Now that 2013 has come to an end, I’m looking back at a year that began in the UAE and was spent mainly returning home and figuring out what to do here.
During eight years as an American expatriate living and working in Abu Dhabi and Dubai, I visited the US every summer and in the winter months for conferences and special events. Since I had kept in touch with my country and my friends, I believed that coming back to living in the US would be easy. It has been, but not entirely.
I landed in New York on March 20 and went on a day later to Miami where I was going to live. That first evening in Miami was spent with Emiratis Jalal Luqman and Sumayyah Al Suwaidi who was showing a selection of evening gowns at Miami International Fashion Week.
From then I was on my own as Jalal and Sumayyah flew back to Abu Dhabi, and I contacted the only two people I knew, a former journalist for the National and an acquaintance from when I lived in Orlando.
For the first time, I moved to a city I didn’t know without the comfort of a job. Having spent eight years in the academic world in the UAE, I didn’t want another university job and hoped to try my hand at other things.

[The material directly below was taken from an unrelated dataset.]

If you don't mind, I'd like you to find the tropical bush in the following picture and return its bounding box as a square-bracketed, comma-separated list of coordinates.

Being old enough to have had three different careers, I wanted to get closer to the two others – journalism and public relations – and, especially, to be an entrepreneur again.

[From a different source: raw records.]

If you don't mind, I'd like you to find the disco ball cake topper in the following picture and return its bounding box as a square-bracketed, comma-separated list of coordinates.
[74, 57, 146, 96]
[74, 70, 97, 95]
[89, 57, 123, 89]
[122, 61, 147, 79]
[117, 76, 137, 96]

Before coming to Abu Dhabi, I had continued the business I started in 1990 on a smaller scale. It had become a decent-sized PR company operating primarily in Poland. As one of the first PR companies there, we drew the big corporate clients eager to try their luck in the Polish economy emerging after 45 years of stifling socialism.
When I finally left Warsaw in 2003 for Orlando, the company became a vehicle for me to provide free lance communications services, and I thought that perhaps I could do the same in Abu Dhabi while teaching at a national university.

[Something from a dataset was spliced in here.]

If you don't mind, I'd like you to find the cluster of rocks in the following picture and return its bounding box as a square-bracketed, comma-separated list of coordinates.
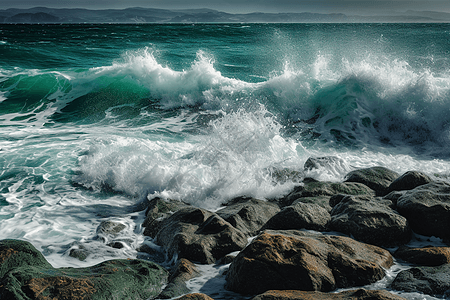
[0, 157, 450, 300]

The reality was no time for outside work.
So in Miami I started to network with a vengeance in order to gather potential clients. I joined the local chapter of the National Association of Women Business Owners (NAWBO) and the huge Miami Chamber of Commerce. NAWBO Miami has at least one event per month while the Miami Chamber has almost daily events as well as committees. I went to everything.
I joined the Government Relations Committee of the Chamber and participated in several so-called Fly-Ins to Washington DC to urge Florida representatives and senators to support legislation friendly to business.
NAWBO Miami invited me on the board of directors, and I contributed often to their newsletter and helped with some upgrades to managing the chapter. At the same time, I joined other women’s groups because belonging to one didn’t offer enough.
As 2014 begins, I am a member of the Women’s Chamber, the local chapter of Organization of Women in International Trade (OWIT), and the Coral Gables Chamber of Commerce where I’ve joined the Global Trade Committee and the Women’s Business Network.
From all this have come many contacts and a few friends. I’ve found a company that is trying to do business in the UAE with a glitzy high tech product – I’m busy upgrading their information about what the country is really like. Everyone here seems to think that women aren’t allowed to drive and have to wear burkas. They ask me what it felt like being covered.
In 2014 and onward, I expect to be telling people what I know about the Middle East and the Gulf, so that some of these foolish misunderstandings can go away and stop interfering with doing business.